Eastina – who has been a journalist for the past 10 years - uses her media experience to help deliver the message of Tawa Fo Welbodi in a way that makes people want to listen.
“People don’t like being told what to do but, if they think something will benefit them, they will definitely listen. With the show, you’re telling them what is good for them and giving them a solution. You can talk about things that affect them, but you should do it in a way they feel connected to. People in a normal place love to laugh, so if you bring in a comedian to talk about malaria, they will get the message and it will sink in, and that’s how we did it.”
And the message is working. Eastina added: “Halfway through recording the programmes, we started to get testimonies from people, we have met lots of people who say, “because of your programme, I’m sleeping under a treated mosquito net”. For me, those are the highlight moments that speak volumes about the fact that our work is really reaching out to people and saving lives.”
Right now, half the world is at risk from malaria, which is both preventable and treatable. There were more than 200 million new cases of the disease in 2018, and a child still dies from malaria every two minutes.
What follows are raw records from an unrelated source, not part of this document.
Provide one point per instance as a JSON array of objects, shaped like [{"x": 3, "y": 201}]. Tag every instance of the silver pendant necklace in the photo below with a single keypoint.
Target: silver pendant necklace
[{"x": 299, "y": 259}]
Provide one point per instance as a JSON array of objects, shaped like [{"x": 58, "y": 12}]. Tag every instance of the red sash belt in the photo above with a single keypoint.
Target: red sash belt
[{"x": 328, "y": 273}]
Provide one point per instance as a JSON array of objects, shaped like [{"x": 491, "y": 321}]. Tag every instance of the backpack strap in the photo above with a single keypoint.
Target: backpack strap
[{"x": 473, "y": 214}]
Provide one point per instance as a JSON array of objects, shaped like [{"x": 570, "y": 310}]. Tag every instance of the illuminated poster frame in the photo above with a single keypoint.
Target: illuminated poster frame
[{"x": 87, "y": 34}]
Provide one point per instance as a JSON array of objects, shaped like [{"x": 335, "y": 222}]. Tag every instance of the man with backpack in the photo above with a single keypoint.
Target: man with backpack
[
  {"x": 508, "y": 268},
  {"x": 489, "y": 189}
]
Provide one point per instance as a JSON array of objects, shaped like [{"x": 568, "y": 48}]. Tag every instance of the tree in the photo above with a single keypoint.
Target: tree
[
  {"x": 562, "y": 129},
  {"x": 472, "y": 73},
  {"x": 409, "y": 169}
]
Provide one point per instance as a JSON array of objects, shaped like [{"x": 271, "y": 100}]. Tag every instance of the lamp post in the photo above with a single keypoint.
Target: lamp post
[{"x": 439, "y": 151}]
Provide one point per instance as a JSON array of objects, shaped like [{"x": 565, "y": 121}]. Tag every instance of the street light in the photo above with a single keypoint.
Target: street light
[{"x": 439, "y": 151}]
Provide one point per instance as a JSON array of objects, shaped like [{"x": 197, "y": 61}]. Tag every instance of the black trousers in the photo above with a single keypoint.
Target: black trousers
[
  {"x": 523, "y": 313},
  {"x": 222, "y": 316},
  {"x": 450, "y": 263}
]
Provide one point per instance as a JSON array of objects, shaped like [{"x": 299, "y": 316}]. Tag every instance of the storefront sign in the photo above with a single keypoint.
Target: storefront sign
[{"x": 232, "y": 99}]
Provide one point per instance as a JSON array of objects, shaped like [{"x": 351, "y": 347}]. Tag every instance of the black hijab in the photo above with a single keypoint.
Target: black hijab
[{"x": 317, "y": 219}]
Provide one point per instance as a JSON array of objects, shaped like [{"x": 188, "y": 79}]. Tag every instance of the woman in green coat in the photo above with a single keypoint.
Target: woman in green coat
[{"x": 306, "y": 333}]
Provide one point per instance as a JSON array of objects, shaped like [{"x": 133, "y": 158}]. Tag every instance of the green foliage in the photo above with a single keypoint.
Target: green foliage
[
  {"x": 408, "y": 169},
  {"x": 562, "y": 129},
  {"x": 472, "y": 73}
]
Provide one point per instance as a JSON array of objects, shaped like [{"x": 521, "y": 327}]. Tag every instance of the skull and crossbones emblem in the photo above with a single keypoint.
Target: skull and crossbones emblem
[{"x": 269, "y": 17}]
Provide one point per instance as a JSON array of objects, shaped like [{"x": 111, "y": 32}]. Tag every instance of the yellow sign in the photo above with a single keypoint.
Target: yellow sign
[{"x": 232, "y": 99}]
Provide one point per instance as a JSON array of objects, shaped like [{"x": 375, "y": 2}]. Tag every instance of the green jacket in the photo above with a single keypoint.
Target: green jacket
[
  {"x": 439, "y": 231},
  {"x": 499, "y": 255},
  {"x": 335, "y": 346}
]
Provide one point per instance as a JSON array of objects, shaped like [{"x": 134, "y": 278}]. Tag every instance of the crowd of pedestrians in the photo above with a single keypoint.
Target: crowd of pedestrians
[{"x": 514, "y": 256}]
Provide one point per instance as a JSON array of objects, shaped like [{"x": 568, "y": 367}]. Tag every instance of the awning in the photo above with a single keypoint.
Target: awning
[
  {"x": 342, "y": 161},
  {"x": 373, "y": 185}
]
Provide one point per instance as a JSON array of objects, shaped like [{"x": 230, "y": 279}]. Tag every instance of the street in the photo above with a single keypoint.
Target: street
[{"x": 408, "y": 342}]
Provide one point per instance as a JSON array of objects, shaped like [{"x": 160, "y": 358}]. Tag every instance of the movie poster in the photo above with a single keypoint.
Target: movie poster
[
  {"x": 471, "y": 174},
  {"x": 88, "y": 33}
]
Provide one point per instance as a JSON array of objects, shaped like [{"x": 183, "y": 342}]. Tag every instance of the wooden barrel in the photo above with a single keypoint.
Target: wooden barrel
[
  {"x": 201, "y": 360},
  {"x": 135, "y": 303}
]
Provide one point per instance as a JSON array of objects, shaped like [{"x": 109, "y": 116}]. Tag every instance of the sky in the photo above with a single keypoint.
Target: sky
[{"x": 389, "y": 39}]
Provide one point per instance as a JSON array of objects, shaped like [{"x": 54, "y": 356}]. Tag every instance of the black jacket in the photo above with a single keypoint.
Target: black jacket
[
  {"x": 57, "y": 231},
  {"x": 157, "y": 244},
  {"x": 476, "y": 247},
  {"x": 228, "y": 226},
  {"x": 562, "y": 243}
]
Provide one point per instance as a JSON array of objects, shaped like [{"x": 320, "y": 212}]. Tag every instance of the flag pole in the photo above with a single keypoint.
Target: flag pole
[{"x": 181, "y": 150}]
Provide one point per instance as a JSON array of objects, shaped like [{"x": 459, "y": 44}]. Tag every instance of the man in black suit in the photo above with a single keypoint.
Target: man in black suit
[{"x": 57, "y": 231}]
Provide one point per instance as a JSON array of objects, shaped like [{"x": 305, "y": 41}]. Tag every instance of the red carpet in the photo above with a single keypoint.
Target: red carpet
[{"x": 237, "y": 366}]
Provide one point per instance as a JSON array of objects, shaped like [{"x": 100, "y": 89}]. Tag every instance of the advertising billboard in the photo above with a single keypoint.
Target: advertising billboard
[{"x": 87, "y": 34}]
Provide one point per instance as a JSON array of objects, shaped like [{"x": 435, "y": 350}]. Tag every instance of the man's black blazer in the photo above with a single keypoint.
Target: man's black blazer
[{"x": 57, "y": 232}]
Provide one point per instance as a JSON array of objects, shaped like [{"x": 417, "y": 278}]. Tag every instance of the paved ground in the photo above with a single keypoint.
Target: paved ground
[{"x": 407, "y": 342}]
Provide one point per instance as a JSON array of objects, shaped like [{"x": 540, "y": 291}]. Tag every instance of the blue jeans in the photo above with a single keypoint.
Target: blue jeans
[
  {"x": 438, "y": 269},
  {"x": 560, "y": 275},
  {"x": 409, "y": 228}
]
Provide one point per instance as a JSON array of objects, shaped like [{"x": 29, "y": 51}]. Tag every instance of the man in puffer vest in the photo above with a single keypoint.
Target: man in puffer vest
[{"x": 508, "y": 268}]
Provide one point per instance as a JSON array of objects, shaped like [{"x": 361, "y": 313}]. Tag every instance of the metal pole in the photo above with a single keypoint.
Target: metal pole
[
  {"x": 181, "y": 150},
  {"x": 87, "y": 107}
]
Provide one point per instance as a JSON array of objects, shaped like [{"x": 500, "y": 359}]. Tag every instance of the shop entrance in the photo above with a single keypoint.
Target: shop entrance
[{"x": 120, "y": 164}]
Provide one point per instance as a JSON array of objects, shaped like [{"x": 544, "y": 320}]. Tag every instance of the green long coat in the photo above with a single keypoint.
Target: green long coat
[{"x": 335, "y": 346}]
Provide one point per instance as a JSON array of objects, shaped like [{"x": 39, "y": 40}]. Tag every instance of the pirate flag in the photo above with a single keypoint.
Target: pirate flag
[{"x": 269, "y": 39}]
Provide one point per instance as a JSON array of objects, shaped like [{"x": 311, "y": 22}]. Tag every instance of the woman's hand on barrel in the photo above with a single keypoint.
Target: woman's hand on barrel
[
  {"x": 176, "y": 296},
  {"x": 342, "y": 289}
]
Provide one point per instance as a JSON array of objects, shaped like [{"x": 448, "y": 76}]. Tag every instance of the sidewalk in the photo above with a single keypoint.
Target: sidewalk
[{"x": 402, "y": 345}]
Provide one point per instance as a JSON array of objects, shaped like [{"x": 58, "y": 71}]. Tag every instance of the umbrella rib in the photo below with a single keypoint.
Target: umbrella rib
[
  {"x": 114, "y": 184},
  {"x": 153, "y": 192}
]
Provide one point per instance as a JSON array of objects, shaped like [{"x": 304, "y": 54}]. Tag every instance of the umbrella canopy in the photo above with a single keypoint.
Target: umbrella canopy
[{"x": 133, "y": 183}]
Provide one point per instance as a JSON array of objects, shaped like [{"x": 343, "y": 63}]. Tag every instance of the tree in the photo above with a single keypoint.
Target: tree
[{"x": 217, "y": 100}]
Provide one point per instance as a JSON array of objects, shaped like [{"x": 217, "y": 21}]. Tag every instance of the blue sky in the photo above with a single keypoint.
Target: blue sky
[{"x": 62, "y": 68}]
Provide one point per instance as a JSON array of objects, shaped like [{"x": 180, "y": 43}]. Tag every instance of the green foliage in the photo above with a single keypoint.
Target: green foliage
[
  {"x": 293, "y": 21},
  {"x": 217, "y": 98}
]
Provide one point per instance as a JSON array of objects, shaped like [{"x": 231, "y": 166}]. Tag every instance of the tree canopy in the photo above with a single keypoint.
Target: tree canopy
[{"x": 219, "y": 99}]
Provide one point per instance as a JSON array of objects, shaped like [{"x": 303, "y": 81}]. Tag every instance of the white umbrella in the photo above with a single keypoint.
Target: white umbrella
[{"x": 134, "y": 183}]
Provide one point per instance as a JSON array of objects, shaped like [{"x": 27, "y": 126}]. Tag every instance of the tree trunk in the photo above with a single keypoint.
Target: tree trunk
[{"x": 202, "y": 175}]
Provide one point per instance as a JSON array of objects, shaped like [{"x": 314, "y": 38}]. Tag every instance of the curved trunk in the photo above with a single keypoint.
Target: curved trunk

Beating the disease is a challenge and needs teamwork. Comic Relief and GSK are working together with communities in some of the most affected areas in the world, equipping them with the vital knowledge they need to prevent and treat malaria, giving children the chance to reach their full potential and communities the opportunity to thrive.
Tawa Fo Welbodi – which launched in 2018 - can now be heard on more than 50 radio stations across Sierra Leone and audience panel research has found that listeners’ knowledge of malaria, and confidence in knowing what to do if suspect they or their family has malaria, is increasing.